From: webmasterATflymagnetic.com on
Hi,

I use the following function to return a text file as a list:

(defun read-file (file)
(with-open-file (stream file)
(do ((retval)
(line (read-line stream nil)
(read-line stream nil)))
((null line) retval)
(setf retval (append retval (list line))))))

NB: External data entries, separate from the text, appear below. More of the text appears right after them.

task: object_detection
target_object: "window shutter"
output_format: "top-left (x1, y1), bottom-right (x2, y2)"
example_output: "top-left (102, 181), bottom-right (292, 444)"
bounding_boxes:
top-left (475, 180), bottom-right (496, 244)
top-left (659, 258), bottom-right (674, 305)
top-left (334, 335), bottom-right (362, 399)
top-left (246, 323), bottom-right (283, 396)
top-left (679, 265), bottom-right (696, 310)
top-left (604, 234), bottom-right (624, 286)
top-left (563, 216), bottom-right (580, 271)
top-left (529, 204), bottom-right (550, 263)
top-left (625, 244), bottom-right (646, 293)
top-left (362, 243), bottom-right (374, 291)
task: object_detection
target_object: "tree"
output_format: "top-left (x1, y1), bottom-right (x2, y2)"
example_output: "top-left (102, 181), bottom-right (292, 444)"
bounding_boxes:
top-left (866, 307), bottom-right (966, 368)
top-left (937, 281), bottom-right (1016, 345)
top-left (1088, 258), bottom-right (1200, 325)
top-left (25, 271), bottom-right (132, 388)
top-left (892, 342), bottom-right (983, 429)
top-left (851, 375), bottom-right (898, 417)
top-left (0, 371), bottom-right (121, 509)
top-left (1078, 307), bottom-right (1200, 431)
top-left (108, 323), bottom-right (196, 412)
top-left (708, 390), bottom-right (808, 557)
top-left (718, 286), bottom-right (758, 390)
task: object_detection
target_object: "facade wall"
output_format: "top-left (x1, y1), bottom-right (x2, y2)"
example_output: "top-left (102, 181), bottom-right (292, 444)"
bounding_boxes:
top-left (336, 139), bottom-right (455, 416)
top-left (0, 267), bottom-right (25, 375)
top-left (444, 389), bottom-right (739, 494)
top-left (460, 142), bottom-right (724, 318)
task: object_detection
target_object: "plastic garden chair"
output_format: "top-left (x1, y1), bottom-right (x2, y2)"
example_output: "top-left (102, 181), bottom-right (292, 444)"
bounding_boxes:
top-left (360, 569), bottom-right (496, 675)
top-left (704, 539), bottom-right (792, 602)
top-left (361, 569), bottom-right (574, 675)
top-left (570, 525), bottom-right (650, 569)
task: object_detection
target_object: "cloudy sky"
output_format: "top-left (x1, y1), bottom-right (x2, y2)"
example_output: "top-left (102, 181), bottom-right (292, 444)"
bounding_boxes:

I have three files I've tested this on:

Name Size Lines
file1 9,223 214
file2 2,116,283 31,342
file3 5,648,093 105,311

[10]> (time (progn (read-file "file1") nil))
Real time: 0.010914 sec.
Run time: 0.012001 sec.
Space: 201712 Bytes
GC: 1, GC time: 0.008001 sec.
[11]> (time (progn (read-file "file2") nil))
Real time: 41.51742 sec.
Run time: 41.062565 sec.
Space: 3931805312 Bytes
GC: 2268, GC time: 29.117828 sec.
NIL
[12]> (time (progn (read-file "file3") nil))
Real time: 610.77686 sec.
Run time: 595.9412 sec.
Space: 44368777352 Bytes
GC: 23409, GC time: 443.23578 sec.
NIL

So the largest file, with 105,000 lines (5.6M) took nearly 10 minutes.
I accept that there is some work to do to get it into a list format,
but clearly the way I have approached this must be wrong. This sort of
performance is abysmal.

I would be interested in people's views on how I should be doing this,
and comments as to why what I am seeing is so poor.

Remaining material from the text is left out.